İktidara yakın yayın organlarının sahiplik bağları tartışmalı. İş insanlarının kelamının yükünü, çıkarlarını, kârlarının yansımalarını içeriklerde görüyoruz. Medyanın sahiplik bağlantısına dair ne cins adımlar gerekiyor?


birinci vakit içinderda tekelleşmenin önlenmesi gerekiyor. Medya sahiplerinin yayıncılık haricindeki alanlarda işinin olmaması gerekiyor. Başka dallardaki faaliyetleri yayıncılık faaliyetlerini etkiliyor. Gazetecilikten para kazanmaktan öte yayıncılığı bir güç olarak alıyorlar ve öbür bölümlerde bunu kullanarak büyük kârlar elde ediyorlar. Yalnızca bununla da hudutlu değil siyaset mühendisliğine soyunuyorlar. hayatın öteki alanlarına müdahale ediyorlar. Biz güya kamu ismine yayın yapmak gerekir diyoruz, kamu faydasının yerini şirketin çıkarları alıyor.

‘BİZ GAZETECİLER KENDİ HAKLARIMIZI SAVUNACAK NOKTADA DEĞİLİZ’

Bu süreçte gazetecilik alanındaki meslek örgütlerine ne düşüyor? Ne tıp adımlar atmaları gerekiyor?

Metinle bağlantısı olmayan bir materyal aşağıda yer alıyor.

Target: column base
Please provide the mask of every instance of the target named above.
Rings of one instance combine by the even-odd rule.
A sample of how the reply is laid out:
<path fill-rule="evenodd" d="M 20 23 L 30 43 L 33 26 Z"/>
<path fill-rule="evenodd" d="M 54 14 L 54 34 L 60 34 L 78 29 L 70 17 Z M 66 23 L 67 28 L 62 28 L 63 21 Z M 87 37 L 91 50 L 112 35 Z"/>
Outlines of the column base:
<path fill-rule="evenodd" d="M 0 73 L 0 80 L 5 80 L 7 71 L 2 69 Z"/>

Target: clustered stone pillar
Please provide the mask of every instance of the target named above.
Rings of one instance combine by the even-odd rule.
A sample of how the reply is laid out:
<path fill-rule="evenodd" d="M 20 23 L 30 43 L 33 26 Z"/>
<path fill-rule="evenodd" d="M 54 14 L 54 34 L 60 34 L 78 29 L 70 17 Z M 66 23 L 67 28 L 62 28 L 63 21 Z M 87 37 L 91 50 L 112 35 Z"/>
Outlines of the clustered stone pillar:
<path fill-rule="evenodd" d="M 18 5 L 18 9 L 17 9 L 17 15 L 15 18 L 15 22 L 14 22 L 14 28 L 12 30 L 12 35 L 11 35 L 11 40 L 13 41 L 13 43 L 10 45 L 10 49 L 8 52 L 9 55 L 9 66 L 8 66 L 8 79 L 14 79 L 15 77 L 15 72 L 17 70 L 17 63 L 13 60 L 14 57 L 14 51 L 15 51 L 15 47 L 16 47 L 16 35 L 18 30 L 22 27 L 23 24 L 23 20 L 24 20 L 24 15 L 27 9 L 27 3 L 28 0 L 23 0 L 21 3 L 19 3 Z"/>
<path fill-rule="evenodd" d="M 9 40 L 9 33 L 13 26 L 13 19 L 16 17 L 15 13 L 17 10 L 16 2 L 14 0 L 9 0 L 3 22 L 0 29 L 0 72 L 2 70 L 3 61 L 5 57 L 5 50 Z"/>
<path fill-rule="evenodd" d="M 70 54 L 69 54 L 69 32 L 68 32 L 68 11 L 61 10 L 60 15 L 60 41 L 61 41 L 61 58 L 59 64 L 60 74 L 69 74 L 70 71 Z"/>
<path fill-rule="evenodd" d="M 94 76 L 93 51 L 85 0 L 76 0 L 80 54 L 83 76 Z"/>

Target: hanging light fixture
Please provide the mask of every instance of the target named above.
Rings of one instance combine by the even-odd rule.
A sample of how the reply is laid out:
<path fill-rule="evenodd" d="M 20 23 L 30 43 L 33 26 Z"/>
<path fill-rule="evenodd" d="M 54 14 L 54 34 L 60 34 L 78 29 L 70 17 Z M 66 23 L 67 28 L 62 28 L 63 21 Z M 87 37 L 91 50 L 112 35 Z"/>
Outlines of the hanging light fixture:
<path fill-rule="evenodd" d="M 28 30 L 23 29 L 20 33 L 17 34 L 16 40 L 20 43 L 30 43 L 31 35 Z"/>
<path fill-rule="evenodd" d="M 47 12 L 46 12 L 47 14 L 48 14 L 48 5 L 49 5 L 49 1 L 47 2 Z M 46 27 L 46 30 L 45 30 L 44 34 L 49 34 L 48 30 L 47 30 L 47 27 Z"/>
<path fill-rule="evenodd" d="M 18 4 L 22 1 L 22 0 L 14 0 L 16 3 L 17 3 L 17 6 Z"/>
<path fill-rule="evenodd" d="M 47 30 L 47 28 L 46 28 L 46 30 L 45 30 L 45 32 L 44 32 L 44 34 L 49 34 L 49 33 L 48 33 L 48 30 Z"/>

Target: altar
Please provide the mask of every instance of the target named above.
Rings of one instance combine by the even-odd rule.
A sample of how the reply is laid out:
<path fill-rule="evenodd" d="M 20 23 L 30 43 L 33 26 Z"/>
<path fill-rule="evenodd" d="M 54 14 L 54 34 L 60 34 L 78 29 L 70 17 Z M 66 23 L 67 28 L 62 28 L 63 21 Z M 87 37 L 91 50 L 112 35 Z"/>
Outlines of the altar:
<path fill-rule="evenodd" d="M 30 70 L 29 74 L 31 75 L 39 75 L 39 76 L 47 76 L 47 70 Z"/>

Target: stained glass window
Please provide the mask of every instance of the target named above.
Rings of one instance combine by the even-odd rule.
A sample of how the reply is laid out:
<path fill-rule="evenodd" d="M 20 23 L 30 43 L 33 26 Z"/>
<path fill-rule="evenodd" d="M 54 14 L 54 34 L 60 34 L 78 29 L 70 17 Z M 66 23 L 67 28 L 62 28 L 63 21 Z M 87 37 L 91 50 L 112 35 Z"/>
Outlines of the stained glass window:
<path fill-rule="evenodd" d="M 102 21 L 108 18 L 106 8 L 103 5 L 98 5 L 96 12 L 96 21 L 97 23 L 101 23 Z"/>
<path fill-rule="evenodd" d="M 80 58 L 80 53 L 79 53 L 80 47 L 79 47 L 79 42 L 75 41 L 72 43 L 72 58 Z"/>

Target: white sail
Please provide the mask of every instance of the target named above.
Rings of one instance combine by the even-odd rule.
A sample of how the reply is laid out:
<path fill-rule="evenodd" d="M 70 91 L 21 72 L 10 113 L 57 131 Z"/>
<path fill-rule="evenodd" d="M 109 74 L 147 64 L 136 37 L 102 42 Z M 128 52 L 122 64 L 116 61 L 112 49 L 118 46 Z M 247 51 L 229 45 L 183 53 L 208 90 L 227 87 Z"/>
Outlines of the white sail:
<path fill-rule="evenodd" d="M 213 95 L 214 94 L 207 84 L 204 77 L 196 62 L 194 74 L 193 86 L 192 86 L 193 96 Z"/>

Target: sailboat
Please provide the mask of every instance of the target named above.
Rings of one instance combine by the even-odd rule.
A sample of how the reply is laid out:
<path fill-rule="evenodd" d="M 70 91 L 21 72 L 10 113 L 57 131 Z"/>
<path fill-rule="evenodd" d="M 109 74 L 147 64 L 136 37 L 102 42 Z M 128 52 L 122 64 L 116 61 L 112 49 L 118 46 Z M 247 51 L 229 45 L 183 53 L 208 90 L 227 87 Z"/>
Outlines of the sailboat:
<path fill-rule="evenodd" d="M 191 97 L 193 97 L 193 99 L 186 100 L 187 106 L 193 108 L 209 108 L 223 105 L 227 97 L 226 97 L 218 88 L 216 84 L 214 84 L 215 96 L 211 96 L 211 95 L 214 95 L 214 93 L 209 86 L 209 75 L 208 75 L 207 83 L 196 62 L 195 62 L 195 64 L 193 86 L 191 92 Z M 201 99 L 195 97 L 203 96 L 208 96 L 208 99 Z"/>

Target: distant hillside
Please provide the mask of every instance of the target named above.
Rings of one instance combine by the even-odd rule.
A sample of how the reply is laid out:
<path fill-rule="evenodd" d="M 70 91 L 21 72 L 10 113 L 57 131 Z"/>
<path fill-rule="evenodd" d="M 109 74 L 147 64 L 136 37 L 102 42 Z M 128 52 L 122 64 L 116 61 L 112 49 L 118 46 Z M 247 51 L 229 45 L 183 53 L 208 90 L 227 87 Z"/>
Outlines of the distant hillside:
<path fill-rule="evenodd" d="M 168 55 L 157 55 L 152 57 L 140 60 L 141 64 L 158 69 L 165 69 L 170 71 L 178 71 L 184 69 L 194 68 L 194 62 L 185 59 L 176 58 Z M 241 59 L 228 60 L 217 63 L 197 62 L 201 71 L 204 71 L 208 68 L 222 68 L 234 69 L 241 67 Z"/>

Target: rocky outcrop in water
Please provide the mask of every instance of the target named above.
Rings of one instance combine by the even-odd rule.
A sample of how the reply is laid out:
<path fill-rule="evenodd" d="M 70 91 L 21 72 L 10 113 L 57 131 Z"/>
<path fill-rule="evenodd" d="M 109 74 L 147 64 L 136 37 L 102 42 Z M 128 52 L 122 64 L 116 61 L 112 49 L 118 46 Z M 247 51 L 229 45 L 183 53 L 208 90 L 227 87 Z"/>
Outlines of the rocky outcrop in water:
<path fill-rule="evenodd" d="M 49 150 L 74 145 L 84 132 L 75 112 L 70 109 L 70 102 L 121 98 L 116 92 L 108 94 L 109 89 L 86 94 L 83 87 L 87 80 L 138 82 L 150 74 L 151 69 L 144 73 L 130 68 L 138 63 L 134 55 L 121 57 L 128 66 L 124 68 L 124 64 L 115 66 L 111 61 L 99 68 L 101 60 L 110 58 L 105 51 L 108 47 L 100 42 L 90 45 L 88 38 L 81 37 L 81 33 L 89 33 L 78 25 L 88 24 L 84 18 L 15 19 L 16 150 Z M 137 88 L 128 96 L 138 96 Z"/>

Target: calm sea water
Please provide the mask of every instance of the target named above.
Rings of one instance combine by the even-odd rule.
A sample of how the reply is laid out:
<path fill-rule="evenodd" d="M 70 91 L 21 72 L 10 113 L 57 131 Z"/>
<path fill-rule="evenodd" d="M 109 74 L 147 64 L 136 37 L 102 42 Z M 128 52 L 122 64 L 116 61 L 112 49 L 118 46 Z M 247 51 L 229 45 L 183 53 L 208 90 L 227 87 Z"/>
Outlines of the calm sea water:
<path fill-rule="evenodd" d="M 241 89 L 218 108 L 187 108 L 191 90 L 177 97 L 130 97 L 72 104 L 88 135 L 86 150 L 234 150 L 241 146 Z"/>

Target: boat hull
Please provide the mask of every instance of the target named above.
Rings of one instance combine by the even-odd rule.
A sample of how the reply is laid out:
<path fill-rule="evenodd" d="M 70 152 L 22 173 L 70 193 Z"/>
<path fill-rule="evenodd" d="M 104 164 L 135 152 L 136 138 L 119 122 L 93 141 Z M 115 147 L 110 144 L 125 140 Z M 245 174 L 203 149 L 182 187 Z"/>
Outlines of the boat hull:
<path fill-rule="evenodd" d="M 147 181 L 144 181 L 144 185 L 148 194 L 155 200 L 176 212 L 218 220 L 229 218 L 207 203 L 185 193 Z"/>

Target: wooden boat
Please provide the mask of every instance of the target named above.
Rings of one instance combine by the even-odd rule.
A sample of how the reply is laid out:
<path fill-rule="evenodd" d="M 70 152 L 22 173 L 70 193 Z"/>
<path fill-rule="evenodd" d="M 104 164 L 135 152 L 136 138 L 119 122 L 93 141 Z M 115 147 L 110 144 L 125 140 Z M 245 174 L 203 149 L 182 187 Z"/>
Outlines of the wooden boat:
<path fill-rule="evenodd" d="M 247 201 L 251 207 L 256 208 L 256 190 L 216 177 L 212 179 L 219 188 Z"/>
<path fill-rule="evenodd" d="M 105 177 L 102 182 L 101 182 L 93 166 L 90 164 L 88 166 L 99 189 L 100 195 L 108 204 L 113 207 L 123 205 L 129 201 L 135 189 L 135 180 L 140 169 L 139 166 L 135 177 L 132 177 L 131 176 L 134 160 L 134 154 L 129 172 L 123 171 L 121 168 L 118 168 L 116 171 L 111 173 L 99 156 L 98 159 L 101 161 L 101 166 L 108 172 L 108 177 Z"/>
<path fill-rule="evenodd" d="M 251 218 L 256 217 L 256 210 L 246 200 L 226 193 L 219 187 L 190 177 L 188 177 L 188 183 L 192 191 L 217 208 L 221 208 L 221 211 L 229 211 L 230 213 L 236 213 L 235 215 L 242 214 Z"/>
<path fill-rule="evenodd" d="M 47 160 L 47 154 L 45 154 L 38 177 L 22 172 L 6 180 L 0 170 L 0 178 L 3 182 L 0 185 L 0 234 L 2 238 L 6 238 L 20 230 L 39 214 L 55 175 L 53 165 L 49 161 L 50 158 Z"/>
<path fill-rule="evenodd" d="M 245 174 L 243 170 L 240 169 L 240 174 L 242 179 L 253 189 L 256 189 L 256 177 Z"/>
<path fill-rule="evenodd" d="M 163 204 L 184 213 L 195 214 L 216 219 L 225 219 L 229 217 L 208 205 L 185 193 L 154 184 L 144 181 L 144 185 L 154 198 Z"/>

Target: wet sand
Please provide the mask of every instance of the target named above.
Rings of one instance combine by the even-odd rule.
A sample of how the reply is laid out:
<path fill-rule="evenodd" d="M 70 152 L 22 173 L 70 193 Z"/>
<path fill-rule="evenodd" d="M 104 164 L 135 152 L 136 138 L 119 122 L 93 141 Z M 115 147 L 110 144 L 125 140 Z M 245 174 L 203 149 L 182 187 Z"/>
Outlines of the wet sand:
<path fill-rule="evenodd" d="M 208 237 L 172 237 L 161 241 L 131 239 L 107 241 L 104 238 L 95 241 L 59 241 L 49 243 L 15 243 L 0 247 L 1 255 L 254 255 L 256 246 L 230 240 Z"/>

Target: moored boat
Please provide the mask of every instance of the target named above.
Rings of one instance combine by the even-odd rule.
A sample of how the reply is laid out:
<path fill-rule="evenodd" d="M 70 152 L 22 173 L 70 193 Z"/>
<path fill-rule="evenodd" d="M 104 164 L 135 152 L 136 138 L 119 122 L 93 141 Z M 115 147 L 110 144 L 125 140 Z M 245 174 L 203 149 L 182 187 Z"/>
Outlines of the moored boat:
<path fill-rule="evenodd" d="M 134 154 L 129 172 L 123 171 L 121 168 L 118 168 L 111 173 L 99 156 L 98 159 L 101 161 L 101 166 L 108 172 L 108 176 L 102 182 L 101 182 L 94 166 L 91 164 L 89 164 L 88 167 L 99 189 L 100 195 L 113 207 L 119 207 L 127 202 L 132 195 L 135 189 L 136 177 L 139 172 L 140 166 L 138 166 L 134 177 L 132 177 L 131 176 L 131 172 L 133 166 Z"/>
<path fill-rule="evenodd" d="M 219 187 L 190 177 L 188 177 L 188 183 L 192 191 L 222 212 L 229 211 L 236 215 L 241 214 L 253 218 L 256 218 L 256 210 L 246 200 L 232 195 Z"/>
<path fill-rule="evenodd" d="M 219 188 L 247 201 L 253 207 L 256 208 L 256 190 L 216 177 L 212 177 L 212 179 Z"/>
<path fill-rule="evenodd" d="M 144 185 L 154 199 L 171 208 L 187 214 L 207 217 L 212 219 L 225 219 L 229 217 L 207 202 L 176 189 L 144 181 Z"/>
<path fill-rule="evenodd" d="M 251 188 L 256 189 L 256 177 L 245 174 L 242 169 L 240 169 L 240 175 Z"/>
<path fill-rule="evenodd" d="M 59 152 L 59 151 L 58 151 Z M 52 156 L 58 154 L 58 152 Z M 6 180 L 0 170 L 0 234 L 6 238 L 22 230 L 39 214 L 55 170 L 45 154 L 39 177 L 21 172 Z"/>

Türkiye’deki bizim kıymetli sorunlarımızdan biri bu esasen. Biz gazeteciler kendi haklarımızı savunacak noktada değiliz. Her ne kadar “sessizlerin sesi, güçsüzlerin gücü olalım” diyor olsak da biz aslında kendimizin bile sesi değiliz. Gazeteciler şu anda gerek sendikal gerek de öbür mesleksel meselelerle ilgili olarak kendi haklarına sahip çıkamıyorlar. Zira bizim fazlaca örgütümüz var yok örgütümüz var. Türkiye’deki gazetecilik örgütünün sayısını bilmiyorum. Bütün gazetecilik meslek örgütleri kendi ölçeklerinde bir şeyler yapmaya çalışıyorlar, bundan daha sonra da harcayacaklar. Kıymetli olan genç nesilleri meslek örgütlerine kazandırmak ve sendikal örgütlenmeyi güçlendirmek. Biz sendikal örgütlenme açısından gazeteciler olarak neredeyse sıfıra yakın durumdayız. Kendi haklarımıza sahip çıkmak için bunu düzeltmemiz gerekir.